Ab 2021 dürfen in der EU neu zugelassene Pkw
durchschnittlich noch 95 Gramm CO2 pro Kilometer ausstoßen. Geht es
nach den EU-Umweltministern, soll dieser Wert bis 2030 um 35% auf 62
Gramm sinken. Die Schlussverhandlungen zwischen den EU-Staaten und
dem Parlament stehen allerdings noch aus.

Die Bundesregierung hatte zwar, wie die Autokonzerne, bisher eine
Reduktion um 30% für gerade noch machbar gehalten. Doch nun sieht
Bundeskanzlerin Angela Merkel auch in dem Kompromiss ein
„vertretbares Ergebnis“. Die Branche indes spricht von einem
technisch und wirtschaftlich unrealistischen Ziel, das Arbeitsplätze
gefährde und die europäische Industrie schwäche. Nirgends sonst auf
der Welt, so der Branchenverband VDA, gebe es vergleichbare Ziele.

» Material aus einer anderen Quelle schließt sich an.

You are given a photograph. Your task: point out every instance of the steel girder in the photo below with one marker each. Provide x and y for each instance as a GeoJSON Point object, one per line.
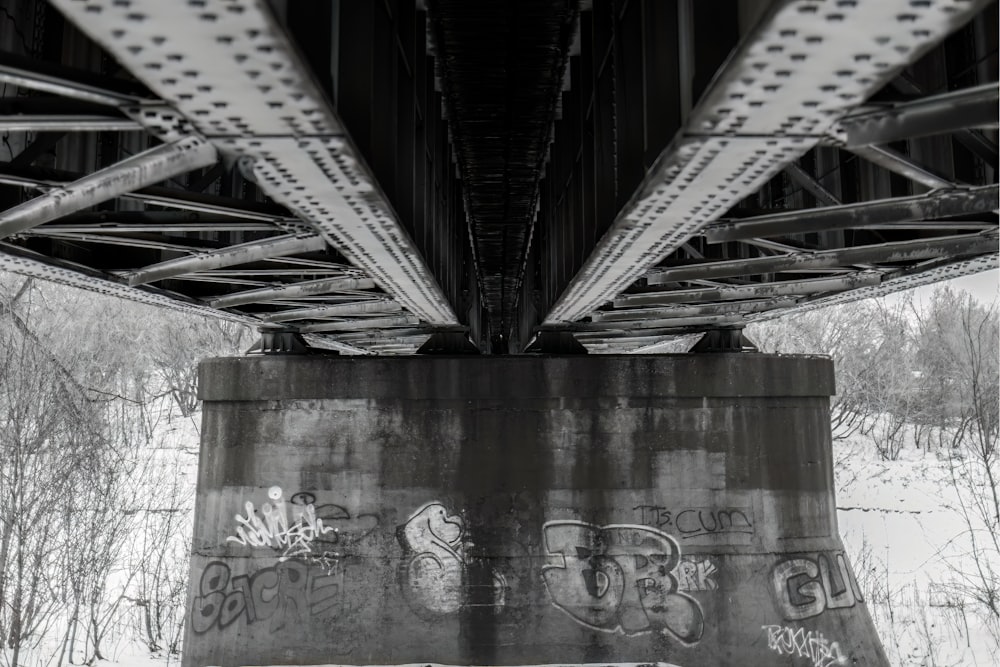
{"type": "Point", "coordinates": [795, 80]}
{"type": "Point", "coordinates": [230, 74]}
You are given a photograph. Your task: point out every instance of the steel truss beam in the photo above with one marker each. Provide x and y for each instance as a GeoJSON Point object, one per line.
{"type": "Point", "coordinates": [337, 310]}
{"type": "Point", "coordinates": [243, 253]}
{"type": "Point", "coordinates": [161, 196]}
{"type": "Point", "coordinates": [938, 114]}
{"type": "Point", "coordinates": [896, 281]}
{"type": "Point", "coordinates": [354, 325]}
{"type": "Point", "coordinates": [722, 308]}
{"type": "Point", "coordinates": [903, 251]}
{"type": "Point", "coordinates": [939, 204]}
{"type": "Point", "coordinates": [27, 263]}
{"type": "Point", "coordinates": [801, 69]}
{"type": "Point", "coordinates": [138, 171]}
{"type": "Point", "coordinates": [249, 93]}
{"type": "Point", "coordinates": [760, 290]}
{"type": "Point", "coordinates": [293, 291]}
{"type": "Point", "coordinates": [897, 163]}
{"type": "Point", "coordinates": [811, 185]}
{"type": "Point", "coordinates": [67, 123]}
{"type": "Point", "coordinates": [64, 81]}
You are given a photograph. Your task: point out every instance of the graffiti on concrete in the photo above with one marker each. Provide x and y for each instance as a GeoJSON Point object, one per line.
{"type": "Point", "coordinates": [689, 522]}
{"type": "Point", "coordinates": [288, 591]}
{"type": "Point", "coordinates": [696, 573]}
{"type": "Point", "coordinates": [432, 573]}
{"type": "Point", "coordinates": [619, 578]}
{"type": "Point", "coordinates": [813, 645]}
{"type": "Point", "coordinates": [806, 586]}
{"type": "Point", "coordinates": [300, 529]}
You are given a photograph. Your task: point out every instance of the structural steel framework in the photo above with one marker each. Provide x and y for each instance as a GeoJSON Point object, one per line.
{"type": "Point", "coordinates": [370, 174]}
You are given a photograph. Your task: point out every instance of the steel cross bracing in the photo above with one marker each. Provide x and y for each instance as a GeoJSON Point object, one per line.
{"type": "Point", "coordinates": [800, 79]}
{"type": "Point", "coordinates": [229, 86]}
{"type": "Point", "coordinates": [737, 220]}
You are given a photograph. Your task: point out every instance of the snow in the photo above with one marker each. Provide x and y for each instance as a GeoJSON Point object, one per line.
{"type": "Point", "coordinates": [907, 543]}
{"type": "Point", "coordinates": [897, 521]}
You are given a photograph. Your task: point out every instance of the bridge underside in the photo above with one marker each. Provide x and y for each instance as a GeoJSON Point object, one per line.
{"type": "Point", "coordinates": [626, 172]}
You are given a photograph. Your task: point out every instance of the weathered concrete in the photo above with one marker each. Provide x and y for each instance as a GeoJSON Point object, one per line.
{"type": "Point", "coordinates": [521, 511]}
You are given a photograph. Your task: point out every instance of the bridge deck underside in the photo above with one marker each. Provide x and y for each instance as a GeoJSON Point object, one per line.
{"type": "Point", "coordinates": [632, 172]}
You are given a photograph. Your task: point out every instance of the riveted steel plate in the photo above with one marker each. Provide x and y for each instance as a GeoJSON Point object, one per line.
{"type": "Point", "coordinates": [803, 67]}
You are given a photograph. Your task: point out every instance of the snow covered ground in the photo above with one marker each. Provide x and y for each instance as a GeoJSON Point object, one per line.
{"type": "Point", "coordinates": [909, 547]}
{"type": "Point", "coordinates": [898, 521]}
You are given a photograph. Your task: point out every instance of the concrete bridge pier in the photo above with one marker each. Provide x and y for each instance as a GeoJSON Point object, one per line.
{"type": "Point", "coordinates": [521, 511]}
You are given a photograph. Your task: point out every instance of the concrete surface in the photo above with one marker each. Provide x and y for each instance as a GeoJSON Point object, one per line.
{"type": "Point", "coordinates": [521, 511]}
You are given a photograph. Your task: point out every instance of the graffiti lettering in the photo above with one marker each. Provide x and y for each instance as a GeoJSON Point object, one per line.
{"type": "Point", "coordinates": [289, 590]}
{"type": "Point", "coordinates": [796, 641]}
{"type": "Point", "coordinates": [271, 526]}
{"type": "Point", "coordinates": [688, 522]}
{"type": "Point", "coordinates": [300, 529]}
{"type": "Point", "coordinates": [433, 568]}
{"type": "Point", "coordinates": [807, 586]}
{"type": "Point", "coordinates": [619, 578]}
{"type": "Point", "coordinates": [694, 573]}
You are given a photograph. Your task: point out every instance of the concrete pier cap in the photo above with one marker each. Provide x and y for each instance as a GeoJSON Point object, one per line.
{"type": "Point", "coordinates": [673, 510]}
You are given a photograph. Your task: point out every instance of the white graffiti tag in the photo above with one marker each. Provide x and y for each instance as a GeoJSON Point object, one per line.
{"type": "Point", "coordinates": [784, 640]}
{"type": "Point", "coordinates": [433, 574]}
{"type": "Point", "coordinates": [271, 526]}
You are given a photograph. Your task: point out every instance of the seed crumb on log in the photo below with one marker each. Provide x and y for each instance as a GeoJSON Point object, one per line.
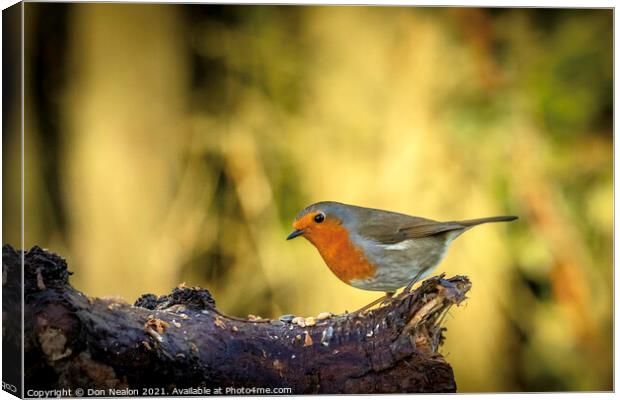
{"type": "Point", "coordinates": [181, 340]}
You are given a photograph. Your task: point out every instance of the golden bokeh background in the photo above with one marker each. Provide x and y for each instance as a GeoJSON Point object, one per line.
{"type": "Point", "coordinates": [176, 143]}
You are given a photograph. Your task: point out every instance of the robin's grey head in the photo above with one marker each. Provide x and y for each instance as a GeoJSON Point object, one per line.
{"type": "Point", "coordinates": [308, 219]}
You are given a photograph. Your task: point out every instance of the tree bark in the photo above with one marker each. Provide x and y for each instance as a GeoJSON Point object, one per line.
{"type": "Point", "coordinates": [181, 344]}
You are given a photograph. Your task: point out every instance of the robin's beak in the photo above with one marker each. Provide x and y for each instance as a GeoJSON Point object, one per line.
{"type": "Point", "coordinates": [295, 233]}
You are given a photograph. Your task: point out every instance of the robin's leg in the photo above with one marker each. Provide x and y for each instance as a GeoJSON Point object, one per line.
{"type": "Point", "coordinates": [414, 280]}
{"type": "Point", "coordinates": [383, 299]}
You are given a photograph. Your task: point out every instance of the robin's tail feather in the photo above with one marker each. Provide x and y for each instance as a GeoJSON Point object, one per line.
{"type": "Point", "coordinates": [478, 221]}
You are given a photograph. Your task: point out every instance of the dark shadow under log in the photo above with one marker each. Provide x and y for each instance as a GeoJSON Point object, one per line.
{"type": "Point", "coordinates": [181, 341]}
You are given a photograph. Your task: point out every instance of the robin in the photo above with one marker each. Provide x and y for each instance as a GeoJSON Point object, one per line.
{"type": "Point", "coordinates": [375, 249]}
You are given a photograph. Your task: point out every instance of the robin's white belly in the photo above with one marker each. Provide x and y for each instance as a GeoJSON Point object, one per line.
{"type": "Point", "coordinates": [398, 264]}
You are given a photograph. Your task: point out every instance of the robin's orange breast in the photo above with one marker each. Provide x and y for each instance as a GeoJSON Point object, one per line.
{"type": "Point", "coordinates": [346, 260]}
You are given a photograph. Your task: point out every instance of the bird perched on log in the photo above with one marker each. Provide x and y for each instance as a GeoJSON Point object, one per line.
{"type": "Point", "coordinates": [378, 250]}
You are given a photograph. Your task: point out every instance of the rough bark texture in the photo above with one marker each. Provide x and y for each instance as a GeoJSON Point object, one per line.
{"type": "Point", "coordinates": [182, 341]}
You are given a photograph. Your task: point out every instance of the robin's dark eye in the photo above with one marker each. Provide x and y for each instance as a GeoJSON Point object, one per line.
{"type": "Point", "coordinates": [319, 218]}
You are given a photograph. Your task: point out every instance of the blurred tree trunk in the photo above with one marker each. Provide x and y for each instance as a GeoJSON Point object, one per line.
{"type": "Point", "coordinates": [125, 111]}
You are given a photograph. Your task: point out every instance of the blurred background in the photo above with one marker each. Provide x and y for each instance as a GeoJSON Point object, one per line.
{"type": "Point", "coordinates": [176, 143]}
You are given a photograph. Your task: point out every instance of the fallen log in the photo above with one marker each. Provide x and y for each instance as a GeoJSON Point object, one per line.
{"type": "Point", "coordinates": [181, 344]}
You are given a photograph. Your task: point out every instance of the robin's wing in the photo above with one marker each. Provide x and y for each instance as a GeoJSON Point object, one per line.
{"type": "Point", "coordinates": [389, 228]}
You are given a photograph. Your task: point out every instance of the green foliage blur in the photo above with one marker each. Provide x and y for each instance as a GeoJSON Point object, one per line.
{"type": "Point", "coordinates": [176, 143]}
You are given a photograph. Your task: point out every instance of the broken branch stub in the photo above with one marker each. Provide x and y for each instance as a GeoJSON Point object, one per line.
{"type": "Point", "coordinates": [180, 341]}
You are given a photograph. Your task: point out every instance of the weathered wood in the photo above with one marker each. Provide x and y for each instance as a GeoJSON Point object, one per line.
{"type": "Point", "coordinates": [182, 341]}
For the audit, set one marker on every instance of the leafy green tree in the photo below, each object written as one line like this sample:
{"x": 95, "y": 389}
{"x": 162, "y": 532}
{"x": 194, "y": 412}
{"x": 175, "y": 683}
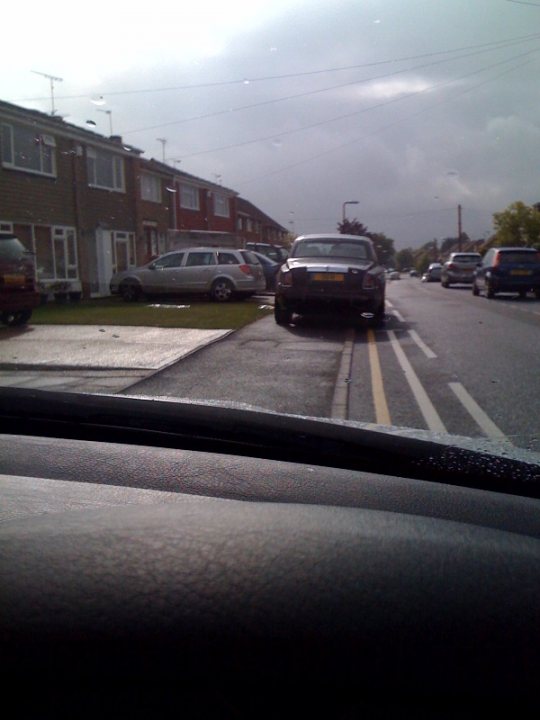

Das größte Potenzial, den durchschnittlichen Flottenausstoß zu
senken, haben E-Autos. Sie gelten vor dem Gesetz als klimaneutral.
Wenn die Branche der EU nun vorwirft, die „Marktsituation und
kundenseitige Akzeptanz bei der Elektromobilität“ nicht beachtet zu
haben, dann fehlt ein wichtiger Aspekt: Die Hersteller haben
reichlich spät damit begonnen, einen Elektrokurs einzuschlagen. Daher
gibt es schlicht noch kein vernünftiges Angebot an E-Autos auf dem
Markt. Das wird sich erst ab 2019 langsam ändern. Dann werden
zunächst mehr SUV-ähnliche E-Autos erhältlich sein. Vor allem die
hohe Nachfrage nach diesen Modellen mit Diesel- oder Benzinantrieb
ließ die CO2-Flottenemissionen in den vergangenen beiden Jahren
steigen. Für die Ladeinfrastruktur gibt es industrielle und
politische Initiativen – und damit die Hoffnung auf einen
flächendeckenden Ausbau in den nächsten Jahren.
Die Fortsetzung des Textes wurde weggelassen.